Cleaning text with lots of unwanted elements/noise

holbue · November 7, 2015, 12:07pm

Hi,

I have txt files extracted from heterogenous pdf documents, which I want to analyse for topic extraction. But the texts have lots of noise, which decreases the results of TF-IDF a lot.

Thats why I want to get rid of the noise, and only analyse the (relatively small) portions of relevant text. The noise mainly consists of:

Repeating page header (usually between 1-6 lines)
Repeating page footer, sometimes with slight differences (f.e. "Filename - Date - Author - Pagenumber" where only Pagenumber changes)
Text from formulars and tables, lists with measuring results etc, which I don't want to analyse.

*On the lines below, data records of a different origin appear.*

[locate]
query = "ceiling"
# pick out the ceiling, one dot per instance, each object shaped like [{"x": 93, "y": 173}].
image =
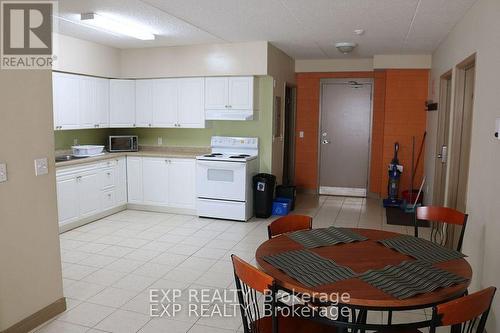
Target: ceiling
[{"x": 304, "y": 29}]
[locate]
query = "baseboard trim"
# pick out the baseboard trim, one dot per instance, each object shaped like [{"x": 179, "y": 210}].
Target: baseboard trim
[
  {"x": 343, "y": 191},
  {"x": 39, "y": 317},
  {"x": 87, "y": 220},
  {"x": 162, "y": 209}
]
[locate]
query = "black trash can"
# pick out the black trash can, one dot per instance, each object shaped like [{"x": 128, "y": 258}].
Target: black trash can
[
  {"x": 287, "y": 191},
  {"x": 263, "y": 194}
]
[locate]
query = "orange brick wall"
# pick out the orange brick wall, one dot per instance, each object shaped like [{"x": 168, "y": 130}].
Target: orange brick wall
[
  {"x": 398, "y": 113},
  {"x": 405, "y": 116}
]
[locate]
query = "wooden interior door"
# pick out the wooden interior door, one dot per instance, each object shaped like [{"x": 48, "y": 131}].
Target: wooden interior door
[{"x": 442, "y": 142}]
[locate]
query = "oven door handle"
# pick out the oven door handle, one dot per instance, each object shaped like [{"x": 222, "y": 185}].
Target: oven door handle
[{"x": 221, "y": 165}]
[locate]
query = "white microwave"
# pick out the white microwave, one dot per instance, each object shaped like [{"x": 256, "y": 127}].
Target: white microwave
[{"x": 120, "y": 143}]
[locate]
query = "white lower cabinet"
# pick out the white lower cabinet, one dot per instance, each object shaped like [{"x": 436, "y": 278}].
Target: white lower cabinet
[
  {"x": 155, "y": 181},
  {"x": 89, "y": 198},
  {"x": 164, "y": 182},
  {"x": 182, "y": 185},
  {"x": 67, "y": 199},
  {"x": 87, "y": 190}
]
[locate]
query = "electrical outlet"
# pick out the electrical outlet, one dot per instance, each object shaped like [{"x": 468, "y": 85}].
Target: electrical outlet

I can think of two main approaches:

Trying to get rid of the noise
(like dublicate lines to get rid of header, and very similar lines to get rid of footer with page number)
Trying to extract only relevant data
(like identifying complete sentences & headings)

What do you think might be the better approach? How could I implement this in Knime? Any other tipps or tricks for working with very noisy text files?

Cheers & thanks,

Holger

PS: Keygraph gets much better results, but still not perfect. But I don't know how to improve...

PPS: Here's a screenshot of my current workflow, comments welcome, but please be aware, that I'm pretty new to Knime... ;-)

kilian.thiel · November 16, 2015, 3:28pm

Hi Holger,

are the PDF files (and also the converted txt files) structured in a similar way? If so you could read the files with e.g. the Line Reader node and clean the data line by line based on e.g. header and footer keywords. Therefore you could use e.g. Row Filtering or String Manipulation, or rule based filtering.

Finally you could append a column with a constant value (Constant Value node) and use the GroupBy node to concatenate all lines (rows) to one string cell which is then used as text.

Cheers, Kilian

system · June 2, 2023, 9:49pm

This topic was automatically closed 90 days after the last reply. New replies are no longer allowed.